In a previous paper [Schleif and Delos, Phys. Rev. A 76, 013404 (2007)] we described the spectrum of hydrogen atoms in near-perpendicular electric and magnetic fields. We displayed a number of previously unrecognized structures in the spectrum, most of which are connected with a classical phenomenon called ``nontrivial monodromy of action and angle variables in a Hamiltonian system,'' or simply ``monodromy.'' In that paper, we presented only the results, giving predictions of what to look for in various ranges of electric and magnetic fields. Here we present the underlying theory. Starting from Kepler action and angle variables, we give a derivation of a classical Hamiltonian to second order in perturbation theory; the derivation is different from, but the final result agrees with, previous work. We focus especially on the topological structure of the reduced phase space and on the resulting topological structure of the trajectories.
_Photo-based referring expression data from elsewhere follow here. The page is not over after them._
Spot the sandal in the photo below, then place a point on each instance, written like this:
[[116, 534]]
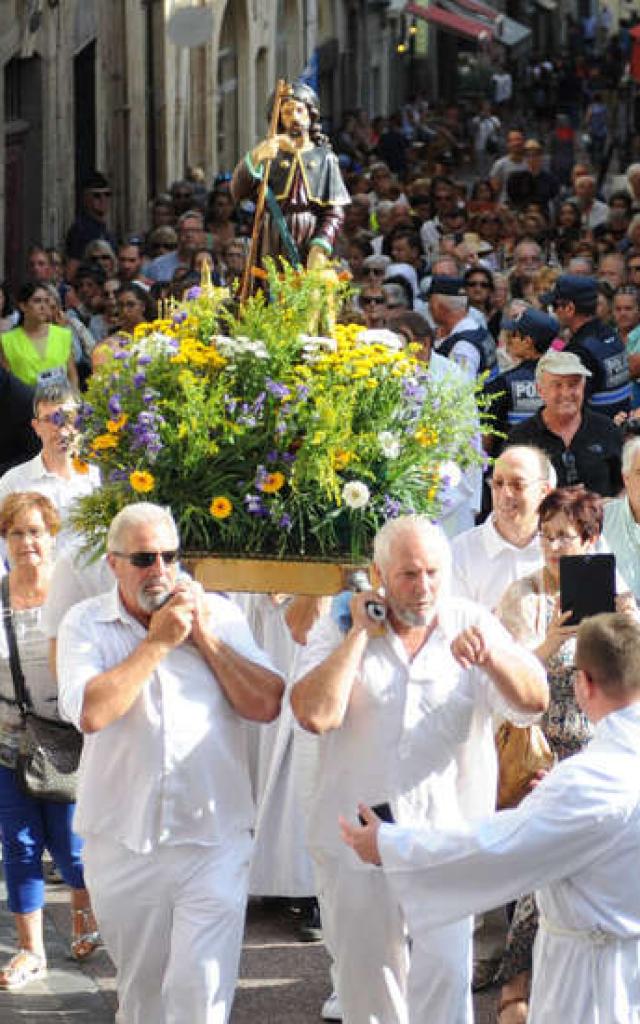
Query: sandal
[[84, 942], [24, 968], [518, 1016]]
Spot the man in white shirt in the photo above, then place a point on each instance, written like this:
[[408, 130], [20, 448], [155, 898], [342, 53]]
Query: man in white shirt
[[160, 677], [404, 717], [574, 840], [505, 547], [51, 472]]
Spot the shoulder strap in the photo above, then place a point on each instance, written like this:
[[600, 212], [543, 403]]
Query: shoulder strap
[[22, 697]]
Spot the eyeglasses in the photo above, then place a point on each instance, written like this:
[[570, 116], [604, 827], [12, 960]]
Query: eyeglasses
[[144, 559], [518, 486], [19, 535], [570, 468], [558, 540]]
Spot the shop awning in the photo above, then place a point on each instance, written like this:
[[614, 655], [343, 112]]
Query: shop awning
[[504, 30], [459, 25]]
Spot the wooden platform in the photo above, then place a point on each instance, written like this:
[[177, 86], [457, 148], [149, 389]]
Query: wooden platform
[[313, 579]]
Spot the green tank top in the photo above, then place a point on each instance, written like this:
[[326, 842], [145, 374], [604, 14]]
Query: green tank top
[[24, 359]]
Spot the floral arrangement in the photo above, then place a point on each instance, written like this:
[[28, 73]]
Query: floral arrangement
[[265, 437]]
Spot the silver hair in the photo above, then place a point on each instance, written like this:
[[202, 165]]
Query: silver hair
[[56, 393], [456, 303], [630, 451], [138, 514], [419, 525]]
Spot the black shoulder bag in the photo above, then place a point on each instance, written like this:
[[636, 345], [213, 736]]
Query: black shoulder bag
[[49, 751]]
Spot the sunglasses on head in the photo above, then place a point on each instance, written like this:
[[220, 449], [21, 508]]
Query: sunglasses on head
[[144, 559]]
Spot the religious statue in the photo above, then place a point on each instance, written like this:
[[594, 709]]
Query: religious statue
[[300, 178]]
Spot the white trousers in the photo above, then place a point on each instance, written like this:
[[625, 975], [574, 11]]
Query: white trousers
[[172, 923], [365, 932]]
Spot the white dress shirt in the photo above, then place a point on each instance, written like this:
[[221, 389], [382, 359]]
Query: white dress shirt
[[33, 475], [417, 733], [574, 840], [484, 563], [173, 769]]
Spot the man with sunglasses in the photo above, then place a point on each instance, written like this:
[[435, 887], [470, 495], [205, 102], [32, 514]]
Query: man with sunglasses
[[51, 471], [373, 303], [597, 344], [161, 677], [91, 222], [584, 446]]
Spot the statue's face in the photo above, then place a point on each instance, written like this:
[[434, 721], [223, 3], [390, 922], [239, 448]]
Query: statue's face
[[294, 117]]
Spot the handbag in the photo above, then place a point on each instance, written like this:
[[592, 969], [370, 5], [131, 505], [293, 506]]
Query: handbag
[[49, 751], [521, 753]]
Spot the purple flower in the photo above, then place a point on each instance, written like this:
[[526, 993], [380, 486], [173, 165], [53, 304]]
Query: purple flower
[[276, 389], [255, 505], [391, 507]]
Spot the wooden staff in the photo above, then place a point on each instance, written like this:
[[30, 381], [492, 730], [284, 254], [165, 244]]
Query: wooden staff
[[281, 91]]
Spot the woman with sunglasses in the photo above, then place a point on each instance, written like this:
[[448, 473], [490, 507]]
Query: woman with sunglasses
[[37, 345], [29, 523], [570, 523]]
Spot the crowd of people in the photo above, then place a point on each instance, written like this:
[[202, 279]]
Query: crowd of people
[[199, 711]]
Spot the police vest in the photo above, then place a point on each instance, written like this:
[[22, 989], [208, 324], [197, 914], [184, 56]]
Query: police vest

We show that construction of action variables by the obvious methods leads to variables that have discontinuous derivatives. Smooth continuation of these ``primitive'' action variables leads to action variables that are multivalued. We show how these multivalued actions lead to lattice defects in the quantum spectrum. Finally we present a few correlation diagrams which show how quantum eigenvalues evolve from one region of near-perpendicular parameter space to another.